Follow

Version 3.1.0 - November 10, 2014

The final Meter 3.1.0 build is 3.1.1-499, available as of Nov 10th, 2014.

Features

Boundary Premium Agent Relay Integration

Boundary Meter 3.1.0 integrates the functionality of both the Boundary Agent and Relay programs. New features that are implemented in the meter as a result of this integration are:

  • Send metrics to both Boundary Premium and Boundary Enterprise with a single meter
  • Boundary Premium Plugin support (no need to install a Relay)
  • Support for relaying SDK performance metrics to Boundary Premium

All of these features are equally supported across the same operating systems that the Boundary Meter supports. You can provision the meter to send to Boundary Premium or Enterprise independently, or add either service after installation.

 

The meter does not connect to the premium backend as a traditional 'agent', only as a relay. So, it will currently only show up in the UI as a relay. There are some backend/UI changes required to remove this distinction so the concept of a 'relay' and an 'agent' will eventually be removed from the rest of the Boundary Premium product.

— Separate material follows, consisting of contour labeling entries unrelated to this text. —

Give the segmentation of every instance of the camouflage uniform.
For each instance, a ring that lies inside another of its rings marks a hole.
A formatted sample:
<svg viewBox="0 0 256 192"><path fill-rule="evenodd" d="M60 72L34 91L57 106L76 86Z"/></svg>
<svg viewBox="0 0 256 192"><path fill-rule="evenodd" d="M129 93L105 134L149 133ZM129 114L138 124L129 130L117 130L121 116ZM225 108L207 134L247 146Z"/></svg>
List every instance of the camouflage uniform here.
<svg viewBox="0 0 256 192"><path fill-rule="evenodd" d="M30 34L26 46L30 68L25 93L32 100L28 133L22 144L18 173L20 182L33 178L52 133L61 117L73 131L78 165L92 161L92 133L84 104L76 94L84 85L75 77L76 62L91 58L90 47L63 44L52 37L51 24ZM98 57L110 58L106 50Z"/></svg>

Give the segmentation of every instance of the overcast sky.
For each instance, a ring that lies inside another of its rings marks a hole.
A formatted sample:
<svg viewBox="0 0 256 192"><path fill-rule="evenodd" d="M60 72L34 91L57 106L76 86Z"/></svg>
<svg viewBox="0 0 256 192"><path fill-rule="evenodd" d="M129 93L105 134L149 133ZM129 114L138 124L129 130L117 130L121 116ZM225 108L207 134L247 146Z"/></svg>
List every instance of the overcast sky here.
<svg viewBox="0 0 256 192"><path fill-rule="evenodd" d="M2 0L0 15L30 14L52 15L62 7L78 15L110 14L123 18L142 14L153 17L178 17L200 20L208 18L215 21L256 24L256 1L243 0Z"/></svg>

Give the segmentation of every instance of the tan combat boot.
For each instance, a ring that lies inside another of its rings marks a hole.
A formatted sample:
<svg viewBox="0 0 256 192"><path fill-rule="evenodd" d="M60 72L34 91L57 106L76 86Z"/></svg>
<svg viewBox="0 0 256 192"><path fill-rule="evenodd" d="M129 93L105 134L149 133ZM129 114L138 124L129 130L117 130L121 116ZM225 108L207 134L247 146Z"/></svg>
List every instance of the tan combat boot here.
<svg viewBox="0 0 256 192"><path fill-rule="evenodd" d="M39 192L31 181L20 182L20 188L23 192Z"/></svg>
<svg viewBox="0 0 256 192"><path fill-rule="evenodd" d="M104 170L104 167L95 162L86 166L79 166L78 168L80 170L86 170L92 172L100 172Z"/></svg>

To provision a meter for Boundary Premium, any of the following methods works:

  • With an existing meter installation, simply add your premium API "token" and set the "enable" attribute to true in the meter.conf configuration file. See below for more details on elements of the configuration file.
  • Using the setup_meter.sh script or the INSTALLTOKEN environment variable, append your premium API token to your existing Boundary Enterprise token with a comma, e.g. 4FtQaHhAFejk0mhb1SJHKx8nzrL:4z84GMGQSr8Ue5xqteAqfY0Q3WW,api-XXXXXXXXX.
  • Use the meter command line to integrate the API key into your configuration file, e.g. 'boundary_meter -l create -p api-XXXXXXXXX' automatically merges your premium API key into the meter.conf configuration file.
  • Add your premium API token to the chef or puppet configuration

Plugin Process Isolation

The Boundary Relay is a Node.js program and generally requires running as the 'root' user. Boundary Meter 3.1.0 implements the plugin relay functionality as a separate process running as the new unprivileged 'boundary' user. This improves security and limits damage that an potentially buggy plugin could cause to a system. The meter is able to automatically restart plugins and the plugin manager process if problems are detected.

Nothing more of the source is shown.